McGlothan then transferred to the Grand Canyon Antelopes, where he redshirted his first season and played the next four seasons under head coach Bryce Drew, helping the team compile a cumulative 94–32 record and three NCAA tournament trips. In his final season, he averaged 12.8 points, 7.3 rebounds, 1.3 steals and 0.9 blocks with 40% 3-point shooting, helping the Antelopes to a 30–5 mark and their first NCAA Division I tournament victory. When the season ended, he was one of 15 active Division I players with at least 1,500 points and 1,000 rebounds in his career.

McGlothan finished his collegiate career with averages of 10.0 points and 6.7 rebounds in 25.9 minutes while winning 2024 State Farm College Slam Dunk contest.

==Professional career==
After going undrafted in the 2024 NBA draft, McGlothan joined the Denver Nuggets for the 2024 NBA Summer League and on July 31, 2024, he signed with them. However, he was waived on October 8 and on October 28, he joined the Grand Rapids Gold.

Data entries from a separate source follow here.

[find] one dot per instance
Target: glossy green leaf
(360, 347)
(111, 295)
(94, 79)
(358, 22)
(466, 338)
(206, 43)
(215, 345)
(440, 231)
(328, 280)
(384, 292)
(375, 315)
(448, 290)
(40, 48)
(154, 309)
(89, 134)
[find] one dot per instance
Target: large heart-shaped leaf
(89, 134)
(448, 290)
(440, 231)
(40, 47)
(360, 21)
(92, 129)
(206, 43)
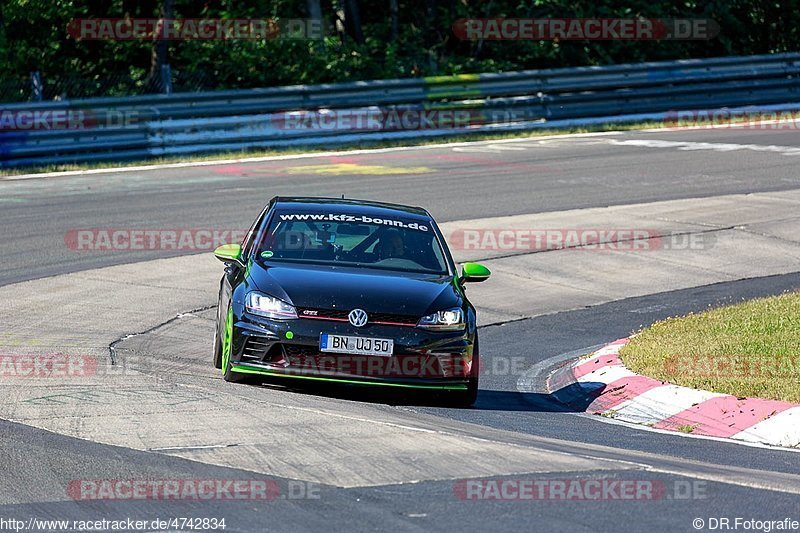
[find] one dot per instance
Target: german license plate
(355, 345)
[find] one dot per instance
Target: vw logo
(357, 317)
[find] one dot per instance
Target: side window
(250, 239)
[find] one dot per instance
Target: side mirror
(228, 252)
(474, 273)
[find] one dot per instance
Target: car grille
(374, 318)
(256, 350)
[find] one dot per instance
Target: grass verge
(749, 349)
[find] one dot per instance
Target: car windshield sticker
(332, 217)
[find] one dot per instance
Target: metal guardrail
(189, 123)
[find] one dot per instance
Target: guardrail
(136, 127)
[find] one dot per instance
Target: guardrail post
(37, 89)
(166, 79)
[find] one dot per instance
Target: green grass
(751, 349)
(219, 156)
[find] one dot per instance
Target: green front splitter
(249, 370)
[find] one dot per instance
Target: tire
(217, 344)
(468, 397)
(225, 347)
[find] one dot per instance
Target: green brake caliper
(227, 336)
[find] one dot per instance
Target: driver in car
(391, 245)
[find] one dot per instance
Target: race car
(348, 291)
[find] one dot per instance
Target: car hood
(372, 290)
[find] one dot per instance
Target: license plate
(355, 345)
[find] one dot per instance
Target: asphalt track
(465, 182)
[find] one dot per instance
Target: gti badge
(357, 317)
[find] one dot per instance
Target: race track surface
(364, 461)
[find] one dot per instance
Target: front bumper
(290, 348)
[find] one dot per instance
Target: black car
(348, 291)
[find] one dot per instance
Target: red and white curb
(600, 384)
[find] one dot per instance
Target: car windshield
(355, 241)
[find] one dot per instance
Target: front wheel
(223, 347)
(468, 397)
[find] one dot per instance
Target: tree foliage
(370, 42)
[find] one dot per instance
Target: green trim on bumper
(249, 370)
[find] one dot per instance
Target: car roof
(312, 203)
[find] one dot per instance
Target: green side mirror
(228, 252)
(474, 272)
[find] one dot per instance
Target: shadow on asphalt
(488, 400)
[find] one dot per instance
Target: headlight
(268, 306)
(448, 320)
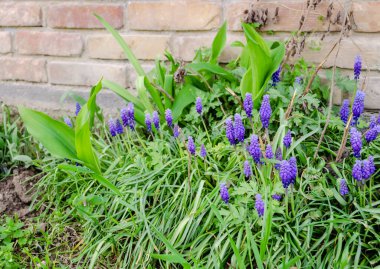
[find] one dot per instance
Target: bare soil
(16, 192)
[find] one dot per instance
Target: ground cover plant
(172, 184)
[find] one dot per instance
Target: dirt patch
(16, 192)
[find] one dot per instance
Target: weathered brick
(289, 15)
(20, 14)
(26, 69)
(174, 15)
(5, 42)
(85, 73)
(366, 16)
(82, 16)
(368, 46)
(48, 43)
(145, 47)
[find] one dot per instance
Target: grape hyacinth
(345, 110)
(265, 111)
(203, 152)
(198, 105)
(278, 158)
(254, 149)
(148, 122)
(156, 120)
(357, 171)
(224, 193)
(357, 67)
(356, 141)
(230, 132)
(239, 128)
(77, 109)
(288, 172)
(343, 190)
(269, 152)
(259, 205)
(191, 145)
(169, 117)
(112, 127)
(68, 122)
(247, 169)
(358, 104)
(119, 127)
(276, 77)
(287, 139)
(176, 131)
(248, 105)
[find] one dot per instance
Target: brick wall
(49, 47)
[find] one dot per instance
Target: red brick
(5, 42)
(86, 73)
(174, 15)
(366, 16)
(146, 47)
(48, 43)
(82, 16)
(20, 14)
(26, 69)
(289, 15)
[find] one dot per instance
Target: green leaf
(127, 51)
(218, 43)
(184, 97)
(213, 68)
(142, 92)
(83, 144)
(123, 93)
(56, 136)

On August 1, 2025, McGlothan was traded to the Noblesville Boom in a three–team trade. On October 18, McGlothan was waived by the Pacers. On November 4, McGlothan played in the Boom's first scrimmage. The next day, the Boom announced McGlothan would be on the 2025-2026 roster. On December 16, 2025, McGlothan signed a 10-day contract with the Indiana Pacers of the National Basketball Association, via a hardship exception; however, was waived on December 20. On February 28, 2026, it was announced that McGlothan would miss the remainder of the season due to multiple rib fractures suffered in a game on February 22.

==Personal life==
The son of Kevin McGlothan and Janelle Danley, he has a brother. He majored in mechanical engineering.